In my three years at Calvin, I’ve had 29 white professors and only one professor of color. These numbers aren’t too surprising in light of the recent State of the Campus report by the Multicultural Affairs Committee (MAC) which highlighted the fact that “no faculty of color have ever retired from Calvin and few have been tenured.”
The retention of faculty and staff of color is significant because it directly correlates to the experience and retention of students of color. Low retention rates for faculty of color reveal racial injustices, policies and practices that are still deeply embedded within Calvin’s structure and suggest the need for further change.
A growing number of students, staff, faculty and alumni of color, along with white allies, have organized to address these concerns. Our movement aims to make Calvin a more welcoming environment for people of color. This includes telling our personal stories. Many of us have found a tension between grace and truth here at Calvin College. Grace can be used to veil truth in a way that allows inequalities to persist.
Our understanding of any authentic form of grace and reconciliation stems from truth. Grace without truth isn’t really grace; love without truth isn’t really love. As Desmond Tutu said, “True reconciliation exposes the awfulness, the abuse, the hurt, the truth.”
We want to be clear, the stories here come from a place of love; we love Calvin College, we love the people here, we love the work God has done and is doing here. God’s work is not done at Calvin; we have a long way to go to become the reflection of God’s kingdom we are called to be.
If Calvin is serious about our mission to “equip students to think deeply, to act justly and to live wholeheartedly,” and if Calvin is truly guided by a vision for the kingdom of God and renewal, Calvin’s administration, faculty, staff and student body will acknowledge the experiences of people of color at Calvin and actively work toward addressing Calvin’s problems of systemic and individual racism.
This begins by listening to the stories of those affected by the sin of racism here on our campus. True narratives of people of color here on campus include joy and pain, love and hate, trust and mistrust, acceptance and suspicion, exclusion and embrace.
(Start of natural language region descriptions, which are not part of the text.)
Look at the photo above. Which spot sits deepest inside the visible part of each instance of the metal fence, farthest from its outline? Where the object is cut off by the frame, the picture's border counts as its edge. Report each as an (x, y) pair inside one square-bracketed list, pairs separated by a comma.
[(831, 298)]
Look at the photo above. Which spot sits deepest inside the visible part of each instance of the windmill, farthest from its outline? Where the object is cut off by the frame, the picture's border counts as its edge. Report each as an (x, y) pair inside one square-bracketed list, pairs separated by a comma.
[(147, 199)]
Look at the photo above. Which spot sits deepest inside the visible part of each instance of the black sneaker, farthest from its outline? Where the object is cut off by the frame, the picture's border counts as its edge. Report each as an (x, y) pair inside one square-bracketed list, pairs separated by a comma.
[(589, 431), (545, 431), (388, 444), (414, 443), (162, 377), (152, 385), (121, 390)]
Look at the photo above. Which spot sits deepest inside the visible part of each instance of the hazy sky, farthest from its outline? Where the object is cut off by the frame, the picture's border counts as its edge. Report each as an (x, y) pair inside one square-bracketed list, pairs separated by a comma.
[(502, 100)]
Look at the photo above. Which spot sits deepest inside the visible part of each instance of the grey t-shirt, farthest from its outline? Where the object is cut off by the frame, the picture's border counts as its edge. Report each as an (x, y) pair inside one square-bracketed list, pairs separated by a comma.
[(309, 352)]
Our narratives cannot be used to justify the sinful actions (and inactions) of our institution. Calvin needs to press on toward a movement of justice and love that isn’t just talked about but lived out daily. We can’t stop at peripheral change — our sin is deeper than that.
We want Calvin to pick up our responsibility for adequately equipping its students, faculty, staff and alumni, as well as its faith and academic communities with the tools necessary to fight racism. That burden should not be placed on the single first-year student of color in her classroom or the only student of color on his dorm floor.
Calvin needs to take anti-racism seriously and extend it beyond rhetoric, the FEN document and UnLearn week and into the classroom, the dining halls, concert venues, service-learning activities, sports events, residence halls, faculty meetings and the fields of academia.
We pray these stories will illuminate the need for change at Calvin and spark fruitful discussions about anti-racism throughout every square inch of Calvin.
We invite Calvin’s community to engage in dialogue about these stories and this movement by attending a forum which will be held in the Chapel Sanctuary on April 28 at 6 p.m.